Despite the public outcry surrounding these events, an effort to revamp and expand the federal hate crimes law failed last year, a victim of intense end-of-session bargaining between the White House and congressional Republicans.

But even in defeat, advocates for the measure are claiming a slight victory -- the measure became a stated priority for the White House and Democrats, who were successful at least in getting the bill through the Senate. And the legislation could re-emerge as a high-profile election-year issue, with Democrats vowing to push the issue at the expense of a GOP leadership less than eager to take up a civil rights measure conservatives oppose.

The hate crimes proposal, authored by Sens. Edward M. Kennedy, a Massachusetts Democrat, and Arlen Specter, a Pennsylvania Republican, would broaden the federal government's jurisdiction over perceived hate-based attacks, mostly by permitting the FBI and other federal agencies to investigate crimes committed against gays, women and the disabled. Current hate crimes law only covers race, religion and national origin.

Nearly one year after Shepard's death, the White House, under pressure from gay and civil rights groups, revived interest in the legislation in October after Republican leaders ordered it stripped from a Justice Department spending bill.
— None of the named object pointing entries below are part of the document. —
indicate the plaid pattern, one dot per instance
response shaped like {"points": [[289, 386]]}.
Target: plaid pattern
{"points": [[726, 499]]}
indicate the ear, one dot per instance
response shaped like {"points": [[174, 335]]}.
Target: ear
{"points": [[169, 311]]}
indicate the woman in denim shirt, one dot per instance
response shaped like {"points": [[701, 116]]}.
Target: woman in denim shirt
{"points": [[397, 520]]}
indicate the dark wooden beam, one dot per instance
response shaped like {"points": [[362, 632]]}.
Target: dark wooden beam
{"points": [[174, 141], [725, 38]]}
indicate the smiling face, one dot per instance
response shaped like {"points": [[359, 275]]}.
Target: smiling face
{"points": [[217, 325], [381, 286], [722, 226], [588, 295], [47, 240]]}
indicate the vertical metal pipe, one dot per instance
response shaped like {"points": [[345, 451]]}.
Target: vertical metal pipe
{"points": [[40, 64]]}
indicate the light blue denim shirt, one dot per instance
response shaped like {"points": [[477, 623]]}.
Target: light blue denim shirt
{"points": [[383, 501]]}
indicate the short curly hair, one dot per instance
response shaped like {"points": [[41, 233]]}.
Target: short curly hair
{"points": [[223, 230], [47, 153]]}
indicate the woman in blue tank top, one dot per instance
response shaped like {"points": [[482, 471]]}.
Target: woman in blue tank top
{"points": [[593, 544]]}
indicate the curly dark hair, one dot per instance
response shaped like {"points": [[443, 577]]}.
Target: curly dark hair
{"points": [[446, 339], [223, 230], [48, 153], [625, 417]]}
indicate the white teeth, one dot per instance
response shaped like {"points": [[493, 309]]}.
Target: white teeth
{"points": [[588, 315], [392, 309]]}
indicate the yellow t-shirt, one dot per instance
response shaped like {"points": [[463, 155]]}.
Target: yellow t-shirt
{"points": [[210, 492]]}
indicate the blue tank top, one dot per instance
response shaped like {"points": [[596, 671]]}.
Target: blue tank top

"After all we've been through in this country in the last couple of years, and all the hate crimes we've seen, I just don't see how we can possibly walk away from this session of Congress and not pass this," Clinton told reporters during an Oct. 25 news conference on the South Lawn. The president mentioned hate crimes in more than 30 speeches near the end of the congressional session and even went so far as to declare hate and intolerance "the biggest problem the world faces."

But the public declarations of support did not translate into tough behind-the-scenes deal making. As last-minute budget negotiations wore on, the hate crimes proposal never equaled the importance of spending for teachers or police on the White House priority list.

"In the end, it proved impossible to make a nonmonetary item non-negotiable," explained Maria Echaveste, the White House deputy chief of staff.

And most lawmakers seemed more preoccupied with efforts to bring home federal money for local projects than with advancing civil rights legislation.

"They were all sent there to do the right thing, but all they were doing was bargaining over pork barrel projects. This isn't how it's supposed to work," said Judy Shepard, Matthew's mother, who visited Washington in November to plead for the bill's passage.

Now the White House is vowing to give the bill a second chance in the forthcoming session, although proponents of the legislation admit election-year politics and the opposition of key Republicans, who are unsympathetic to the gay rights agenda, will complicate matters.

Indeed, Senate Majority Leader Trent Lott, a Mississippi Republican, has likened homosexuality to alcoholism and kleptomania, and GOP presidential front-runner George W. Bush -- who did not back a hate crimes bill in his home state of Texas, where Byrd was killed -- said recently that he would not even meet with gay Republicans because it would "create kind of a huge political nightmare for people."

A Republican source close to GOP leaders said it would be very difficult for the leadership to take on a hate crimes measure without alienating the powerful religious wing of the party.

"If you start to take on some of these issues that are gay priorities, you inevitably get yourself to the really uncomfortable stuff, like marriage and benefits," said the source, adding: "[Republicans] are not willing to tread down there right now."

The leadership is "a little slow to warm up to the reasons for the hate crimes bill," admitted Republican Rep. Mark Foley of Florida, a moderate who was instrumental in securing a meeting between Shepard and Speaker Dennis Hastert, an Illinois Republican. Foley said Shepard and a delegation of Laramie, Wyo., police, who had to furlough officers to help pay for the investigation into her son's killing, had a substantial impact on Hastert and Illinois Republican Henry J. Hyde, the House Judiciary Committee chairman. Still, he recognizes that more education needs to be done.

"Some of my leadership needs to understand that this issue is based on the Lincoln principle that everybody is considered equal. This is a basic fairness issue," Foley said.